FAQs – CSAT

CSAT

Let us focus on the 3 most commonly used scales for customer satisfaction:

  • CSAT measures satisfaction with the product/service on a 1-5 scale. Reporting the metric can be done through the mean of all ratings across the customer base, or looking at the aggregate % of respondents who provide the top 2 rating, which provides a wider range compared to the mean score. CSAT is quantifiable and easily understood, however it is more focused on short term satisfaction.
  • NPS is the most widely used metric, due to it being a proven indicator of customer satisfaction and loyalty. NPS asks customers how likely they will be to recommend the company to family and friends on a 0-10 scale. Based on the responses, customers can be bucketed into promoters (Rating 9-10), passives (7-8) and detractors (0-6). NPS is then computed as the difference between % promoters and % of detractors. NPS can be used in the context of the transaction (Transactional NPS) or the overall relationship with the company (Relationship NPS). NPS is widely popular and used by many companies, and it is interpretable by every stakeholder.
  • CES is built on the premise that ease of the experience is the most important driver of customer experience. It is typically measured on a 1-5 or 1-7 scale and asks customers to rate how easy the company made it for them to complete the action. While CES may be useful in some contexts than the others (Call centre interaction experience, for example), the premise that ease of the experience drives customer satisfaction is not common across all interactions.

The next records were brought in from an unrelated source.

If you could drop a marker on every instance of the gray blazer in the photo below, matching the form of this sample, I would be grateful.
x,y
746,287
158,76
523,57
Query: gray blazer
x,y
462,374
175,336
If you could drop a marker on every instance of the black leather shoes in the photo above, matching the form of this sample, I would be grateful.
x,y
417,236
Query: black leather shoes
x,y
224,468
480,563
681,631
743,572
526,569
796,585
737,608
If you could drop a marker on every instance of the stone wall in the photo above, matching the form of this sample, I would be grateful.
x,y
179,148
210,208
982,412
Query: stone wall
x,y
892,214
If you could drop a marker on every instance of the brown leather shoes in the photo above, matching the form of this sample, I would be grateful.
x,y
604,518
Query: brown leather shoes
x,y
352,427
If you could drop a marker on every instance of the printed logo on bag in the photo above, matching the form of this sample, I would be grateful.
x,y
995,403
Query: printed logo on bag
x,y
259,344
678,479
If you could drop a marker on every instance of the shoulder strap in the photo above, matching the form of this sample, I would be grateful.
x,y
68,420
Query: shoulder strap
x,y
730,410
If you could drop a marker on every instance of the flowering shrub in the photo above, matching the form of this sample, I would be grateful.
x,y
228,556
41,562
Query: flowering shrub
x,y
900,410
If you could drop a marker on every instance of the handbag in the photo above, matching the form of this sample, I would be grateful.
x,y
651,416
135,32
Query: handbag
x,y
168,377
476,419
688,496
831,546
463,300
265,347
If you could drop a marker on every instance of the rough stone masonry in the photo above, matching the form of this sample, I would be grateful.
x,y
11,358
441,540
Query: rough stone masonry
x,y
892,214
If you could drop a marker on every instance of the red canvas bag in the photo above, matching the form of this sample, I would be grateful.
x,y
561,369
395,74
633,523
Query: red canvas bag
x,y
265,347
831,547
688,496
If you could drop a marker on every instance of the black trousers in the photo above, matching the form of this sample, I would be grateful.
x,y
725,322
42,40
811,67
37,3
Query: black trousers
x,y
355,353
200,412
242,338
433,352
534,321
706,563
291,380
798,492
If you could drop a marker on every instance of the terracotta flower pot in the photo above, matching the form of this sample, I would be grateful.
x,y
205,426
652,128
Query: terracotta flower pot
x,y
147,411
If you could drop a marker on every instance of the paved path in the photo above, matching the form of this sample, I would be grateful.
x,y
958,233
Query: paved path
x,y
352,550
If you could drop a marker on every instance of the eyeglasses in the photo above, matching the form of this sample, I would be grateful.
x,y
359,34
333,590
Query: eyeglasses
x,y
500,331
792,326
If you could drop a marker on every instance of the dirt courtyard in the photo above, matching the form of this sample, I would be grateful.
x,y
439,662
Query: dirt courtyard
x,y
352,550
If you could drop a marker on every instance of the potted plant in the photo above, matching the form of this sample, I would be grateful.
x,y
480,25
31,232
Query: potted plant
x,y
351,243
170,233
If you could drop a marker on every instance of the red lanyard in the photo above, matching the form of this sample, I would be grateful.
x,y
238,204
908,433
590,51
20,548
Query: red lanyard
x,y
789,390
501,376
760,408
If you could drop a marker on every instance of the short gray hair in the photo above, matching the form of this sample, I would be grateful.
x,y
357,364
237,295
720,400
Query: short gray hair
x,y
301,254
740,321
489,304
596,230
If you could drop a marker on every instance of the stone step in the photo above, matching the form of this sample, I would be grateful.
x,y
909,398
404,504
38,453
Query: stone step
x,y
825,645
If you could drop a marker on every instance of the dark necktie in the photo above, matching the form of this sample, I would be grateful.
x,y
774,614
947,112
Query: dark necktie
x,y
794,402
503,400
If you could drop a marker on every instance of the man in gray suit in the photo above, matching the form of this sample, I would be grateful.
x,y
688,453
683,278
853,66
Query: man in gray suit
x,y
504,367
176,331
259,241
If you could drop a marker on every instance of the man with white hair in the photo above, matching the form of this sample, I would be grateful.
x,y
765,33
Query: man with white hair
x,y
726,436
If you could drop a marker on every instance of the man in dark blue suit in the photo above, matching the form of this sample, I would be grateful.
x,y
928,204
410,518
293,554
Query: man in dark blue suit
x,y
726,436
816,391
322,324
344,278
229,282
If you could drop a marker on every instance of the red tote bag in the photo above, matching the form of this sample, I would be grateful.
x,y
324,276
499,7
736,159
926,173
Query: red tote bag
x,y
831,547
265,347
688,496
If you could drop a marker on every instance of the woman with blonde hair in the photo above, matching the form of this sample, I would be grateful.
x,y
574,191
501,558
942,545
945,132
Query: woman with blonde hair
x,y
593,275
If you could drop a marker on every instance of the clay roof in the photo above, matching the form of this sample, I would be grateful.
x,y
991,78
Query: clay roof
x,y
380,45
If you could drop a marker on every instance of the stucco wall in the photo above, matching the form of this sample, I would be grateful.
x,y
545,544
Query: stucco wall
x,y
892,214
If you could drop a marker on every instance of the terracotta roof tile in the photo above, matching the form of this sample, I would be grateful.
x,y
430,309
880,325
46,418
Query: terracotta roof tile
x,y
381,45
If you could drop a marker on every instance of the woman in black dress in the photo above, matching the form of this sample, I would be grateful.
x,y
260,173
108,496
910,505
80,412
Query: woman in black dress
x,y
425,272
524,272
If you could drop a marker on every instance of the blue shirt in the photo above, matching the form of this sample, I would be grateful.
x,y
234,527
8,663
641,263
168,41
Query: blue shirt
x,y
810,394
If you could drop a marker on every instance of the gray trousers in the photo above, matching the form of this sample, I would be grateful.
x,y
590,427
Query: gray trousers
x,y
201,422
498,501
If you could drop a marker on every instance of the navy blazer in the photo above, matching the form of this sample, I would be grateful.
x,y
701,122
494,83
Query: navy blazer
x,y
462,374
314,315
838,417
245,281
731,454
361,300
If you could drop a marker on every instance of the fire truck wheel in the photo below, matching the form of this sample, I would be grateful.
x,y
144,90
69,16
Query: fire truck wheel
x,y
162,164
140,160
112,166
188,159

While each scale has its own benefits and costs attached, it’s really not about the scale, but what you do with it that matters. A scale that can classify customers into happy and unhappy ones is typically enough. What’s more important is the exercise of satisfying your unhappy customers while monetizing your happy ones.

NPS by design is a more spread-out scale. It makes no distinction between a detractor who rates you a 6 and a detractor who rates you a 0.

The intent of NPS is to spread out the customers who would have probably given you a 3 or 4 on the CSAT scale and identify the detractors and passives properly. It is not uncommon for businesses to get a low NPS score on the first attempt. A low score in itself isn’t a problem, but a low score that persists overtime is. The NPS only serves as a north-star to the continuous improvement journey.

Businesses must focus less on the score and more on the improvement of the score in hand to begin the journey.

Comparing your transactional and relationship NPS/CSAT scores with those of your competitors is not a like-to-like comparison. This is because your scores are based on the ratings of your customers, while your competitor’s scores are based on the ratings of their customers.

Also, there might be marked differences in the survey methodology adopted by different companies. The only way benchmarking can work is that the study is conducted by a neutral third-party on a common customer base representative of the population with a standard methodology.

For a 1-5 scale, tracking the variations in mean score over time has the following drawbacks:

  • The variations are not dramatic (e.g a 10% increase from a CSAT of 3 is 3.3, a 0.3-point increase).
  • The mean does not take into account the distribution of ratings (e.g You can get an average of 3 when everyone gives your brand a score of 3. You can also get an average of 3 when half the respondents give you 5, while the other half gives you 1. Both scenarios are remarkably different in context).

In contrast, reporting the Top 2% or Bottom 2% gives you a wider scale for variation (0-100%). Viewing these metrics together also lets you put your rating in context.

0 to 10 is only a scale. It is what you do with the scale that makes it NPS. So you could hypothetically use this scale and calculate ‘mean’ as the score, or consider the top 2% ratings/bottom 2% ratings. Conversely, even a 1-5 scale can be converted to NPS by subtracting the % of respondents who rated 1, 2 or 3 from the % of respondents who rated 5.